|LEE, HOONSOO - Us Forest Service (FS)
|HUY, TRAN QUOC - Chungnam National University
|PARK, EUNSOO - Chungnam National University
|BAE, HYUNG-JIN - Chungnam National University
|BAEK, INSUCK - University Of Maryland
|MO, CHANGYEUN - Korean Rural Development Administration
|CHO, BYOUNG0KWAN - Chungnam National University
Submitted to: Journal of Biosystems Engineering
Publication Type: Peer Reviewed Journal
Publication Acceptance Date: 9/1/2017
Publication Date: 9/15/2017
Citation: Lee, H., Huy, T., Park, E., Bae, H., Baek, I., Kim, M.S., Mo, C., Cho, B. 2017. Machine vision technique for rapid vigor measurement of soybean seed. Journal of Biosystems Engineering. https://doi.org/10.5307/JBE.2017.42.3.227.

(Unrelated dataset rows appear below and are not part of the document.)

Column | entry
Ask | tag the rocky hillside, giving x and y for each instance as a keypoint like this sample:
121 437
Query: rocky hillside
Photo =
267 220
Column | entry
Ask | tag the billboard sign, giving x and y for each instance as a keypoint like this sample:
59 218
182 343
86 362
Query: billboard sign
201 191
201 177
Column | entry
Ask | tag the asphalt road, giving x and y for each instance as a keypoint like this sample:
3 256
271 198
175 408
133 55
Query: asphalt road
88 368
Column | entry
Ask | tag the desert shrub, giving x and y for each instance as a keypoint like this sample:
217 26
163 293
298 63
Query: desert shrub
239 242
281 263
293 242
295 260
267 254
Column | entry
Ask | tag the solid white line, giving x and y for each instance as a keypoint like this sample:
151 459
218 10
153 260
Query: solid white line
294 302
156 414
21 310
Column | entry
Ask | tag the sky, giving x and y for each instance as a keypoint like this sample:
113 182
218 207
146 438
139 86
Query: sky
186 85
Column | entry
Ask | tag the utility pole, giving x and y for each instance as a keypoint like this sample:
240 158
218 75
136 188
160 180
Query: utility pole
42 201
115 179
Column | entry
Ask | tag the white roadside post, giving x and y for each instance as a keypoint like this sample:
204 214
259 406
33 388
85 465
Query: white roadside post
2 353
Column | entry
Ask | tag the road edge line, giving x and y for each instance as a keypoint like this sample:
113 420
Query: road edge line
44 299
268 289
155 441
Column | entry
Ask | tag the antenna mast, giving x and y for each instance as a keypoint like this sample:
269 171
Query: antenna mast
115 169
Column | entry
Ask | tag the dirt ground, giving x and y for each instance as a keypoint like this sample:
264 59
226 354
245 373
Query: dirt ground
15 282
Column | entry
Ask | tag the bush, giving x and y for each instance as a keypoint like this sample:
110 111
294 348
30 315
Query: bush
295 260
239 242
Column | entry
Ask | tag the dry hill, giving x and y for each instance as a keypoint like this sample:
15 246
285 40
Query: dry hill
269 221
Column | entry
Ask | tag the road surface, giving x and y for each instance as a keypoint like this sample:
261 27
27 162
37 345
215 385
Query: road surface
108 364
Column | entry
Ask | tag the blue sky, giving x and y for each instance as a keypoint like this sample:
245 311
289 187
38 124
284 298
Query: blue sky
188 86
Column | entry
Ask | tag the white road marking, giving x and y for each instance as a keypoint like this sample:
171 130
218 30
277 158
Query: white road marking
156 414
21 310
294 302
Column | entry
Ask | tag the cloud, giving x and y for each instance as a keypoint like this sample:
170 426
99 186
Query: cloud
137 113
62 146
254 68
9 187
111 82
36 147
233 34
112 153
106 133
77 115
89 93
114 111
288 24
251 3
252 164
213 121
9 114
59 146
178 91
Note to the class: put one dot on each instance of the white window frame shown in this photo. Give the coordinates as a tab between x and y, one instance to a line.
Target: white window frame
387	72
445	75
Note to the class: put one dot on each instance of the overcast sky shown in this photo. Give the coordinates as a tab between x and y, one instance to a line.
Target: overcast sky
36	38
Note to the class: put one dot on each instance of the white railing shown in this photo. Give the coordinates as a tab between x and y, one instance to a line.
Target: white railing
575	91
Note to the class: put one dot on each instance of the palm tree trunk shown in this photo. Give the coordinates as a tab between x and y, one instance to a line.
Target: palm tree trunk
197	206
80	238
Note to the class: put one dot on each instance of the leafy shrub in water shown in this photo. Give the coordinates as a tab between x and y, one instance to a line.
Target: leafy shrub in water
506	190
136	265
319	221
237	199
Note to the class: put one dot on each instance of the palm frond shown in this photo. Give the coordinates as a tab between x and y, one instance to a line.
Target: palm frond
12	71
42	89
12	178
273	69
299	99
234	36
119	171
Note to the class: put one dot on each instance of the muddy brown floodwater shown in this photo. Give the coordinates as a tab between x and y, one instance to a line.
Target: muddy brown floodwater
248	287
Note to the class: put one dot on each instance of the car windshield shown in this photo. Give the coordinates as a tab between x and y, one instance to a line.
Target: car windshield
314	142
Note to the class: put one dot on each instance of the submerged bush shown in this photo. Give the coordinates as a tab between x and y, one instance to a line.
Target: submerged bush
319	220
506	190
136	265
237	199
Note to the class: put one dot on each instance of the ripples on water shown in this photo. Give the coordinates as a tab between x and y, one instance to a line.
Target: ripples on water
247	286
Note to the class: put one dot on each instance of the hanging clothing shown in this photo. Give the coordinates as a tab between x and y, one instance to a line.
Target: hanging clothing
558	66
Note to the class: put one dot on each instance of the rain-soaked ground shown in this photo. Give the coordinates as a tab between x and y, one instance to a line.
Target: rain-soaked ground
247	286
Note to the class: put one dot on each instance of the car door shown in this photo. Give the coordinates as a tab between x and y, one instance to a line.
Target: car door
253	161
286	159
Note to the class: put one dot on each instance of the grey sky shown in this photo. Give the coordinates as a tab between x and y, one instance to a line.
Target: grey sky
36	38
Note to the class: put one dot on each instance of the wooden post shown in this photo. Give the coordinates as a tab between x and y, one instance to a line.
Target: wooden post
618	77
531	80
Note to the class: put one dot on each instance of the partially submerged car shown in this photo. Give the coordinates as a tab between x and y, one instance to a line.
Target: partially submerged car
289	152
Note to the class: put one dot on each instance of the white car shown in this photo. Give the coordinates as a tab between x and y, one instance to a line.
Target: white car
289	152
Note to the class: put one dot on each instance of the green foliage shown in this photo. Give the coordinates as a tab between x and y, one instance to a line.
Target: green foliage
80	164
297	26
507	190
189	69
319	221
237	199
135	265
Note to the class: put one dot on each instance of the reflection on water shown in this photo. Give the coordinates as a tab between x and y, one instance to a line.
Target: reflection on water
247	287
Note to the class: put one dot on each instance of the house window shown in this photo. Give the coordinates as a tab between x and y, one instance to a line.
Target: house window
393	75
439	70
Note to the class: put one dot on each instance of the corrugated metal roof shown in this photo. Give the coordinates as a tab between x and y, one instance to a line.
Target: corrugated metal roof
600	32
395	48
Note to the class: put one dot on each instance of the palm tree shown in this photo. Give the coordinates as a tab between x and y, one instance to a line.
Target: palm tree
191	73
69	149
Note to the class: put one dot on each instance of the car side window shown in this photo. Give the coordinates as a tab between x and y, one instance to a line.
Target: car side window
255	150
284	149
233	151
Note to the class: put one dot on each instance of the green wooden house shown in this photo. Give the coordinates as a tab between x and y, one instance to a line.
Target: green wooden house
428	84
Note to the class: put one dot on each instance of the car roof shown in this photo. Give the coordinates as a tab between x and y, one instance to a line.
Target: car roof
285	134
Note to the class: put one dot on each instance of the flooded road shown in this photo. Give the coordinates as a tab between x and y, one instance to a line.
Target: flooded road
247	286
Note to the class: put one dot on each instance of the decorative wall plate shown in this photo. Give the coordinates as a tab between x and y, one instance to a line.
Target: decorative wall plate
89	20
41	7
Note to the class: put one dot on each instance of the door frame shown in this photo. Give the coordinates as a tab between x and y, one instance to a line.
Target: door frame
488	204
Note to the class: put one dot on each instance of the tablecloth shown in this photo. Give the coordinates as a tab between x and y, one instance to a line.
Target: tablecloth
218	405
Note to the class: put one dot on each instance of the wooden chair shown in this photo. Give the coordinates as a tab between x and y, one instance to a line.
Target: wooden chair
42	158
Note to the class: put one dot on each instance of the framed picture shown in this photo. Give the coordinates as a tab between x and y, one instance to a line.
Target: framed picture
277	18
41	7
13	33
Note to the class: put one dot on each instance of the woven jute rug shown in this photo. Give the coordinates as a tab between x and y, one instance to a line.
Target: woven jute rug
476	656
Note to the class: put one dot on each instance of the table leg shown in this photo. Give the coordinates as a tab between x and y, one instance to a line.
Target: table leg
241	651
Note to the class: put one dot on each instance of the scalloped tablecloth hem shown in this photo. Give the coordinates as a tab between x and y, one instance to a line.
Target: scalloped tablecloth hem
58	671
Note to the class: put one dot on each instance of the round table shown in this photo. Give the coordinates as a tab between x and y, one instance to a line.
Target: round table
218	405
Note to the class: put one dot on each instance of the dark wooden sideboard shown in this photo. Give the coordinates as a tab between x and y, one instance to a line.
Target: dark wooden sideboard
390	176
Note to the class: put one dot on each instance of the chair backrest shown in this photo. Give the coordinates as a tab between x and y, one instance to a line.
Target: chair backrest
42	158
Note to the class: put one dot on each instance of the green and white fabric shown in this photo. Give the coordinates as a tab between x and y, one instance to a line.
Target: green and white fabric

Interpretive Summary: Seed vigor is an important measure of seed quality, and is determined by both germination rate and seedling growth rate. Vigor testing predicts the general ability of a seed lot to germinate normally over a range of adverse conditions and uses specifications based on speed and uniformity of seedling growth. Because vigor and germination tests are laborious and time-consuming procedures, the development of alternative methods using new technologies is highly sought. This study developed a low-cost computer vision system and morphological image analysis algorithm for acquiring images of seventeen germinating soybean seed samples and their roots during development in a 25°C and 90% relative humidity chamber over a seven-day period. Each day, image processing algorithms were used to extract measures of the following four morphological parameters that are relevant to seed vigor: primary root length, total root length, root area, and diameter (area / total length) from the images. Analysis results showed that the morphological parameters were closely correlated to seed vigor, and that the computer vision algorithm for morphological image analysis has great potential for fast and cost-effective seed sorting and phenotyping for seed vigor prediction to benefit industrial seed producers and processors.
Technical Abstract: Purpose: Morphological properties of roots are important indicators of the vigor of soybean seed, which determine the survival rate of initial growth. Current vigor test of soybean seed relies on manual measurement with human vision. This study describes an application of machine vision technique for rapid vigor measurement of soybean seed to overcome the time-consuming and labor-intensive conventional method. Methods: A CCD camera was used to obtain color image of seed during germination. Image processing techniques such as color spacing, binarization, noise reduction, dilation, skeleton method were used to obtain root segmentation. The various morphological parameters, such as primary root length, total root length, total surface area, average diameter, branching points of roots were calculated from a root skeleton image using a customized pixel-based image processing algorithm. Results: The measurement accuracy of the machine vision system ranged from 92.6% to 98.8% with the accuracy of 96.2% for primary root length and 96.4% for total root length compare to the manual verification. The correlation coefficient was 0.999 with the standard error of prediction of 1.16 for primary root length and 0.97 mm for total root length. Conclusions: The developed machine vision system shows good performance for the morphological measurement of soybean roots. It is assumed that the image analysis algorithm combined with the simple color camera could be used as an alternative method for the conventional seed vigor test method.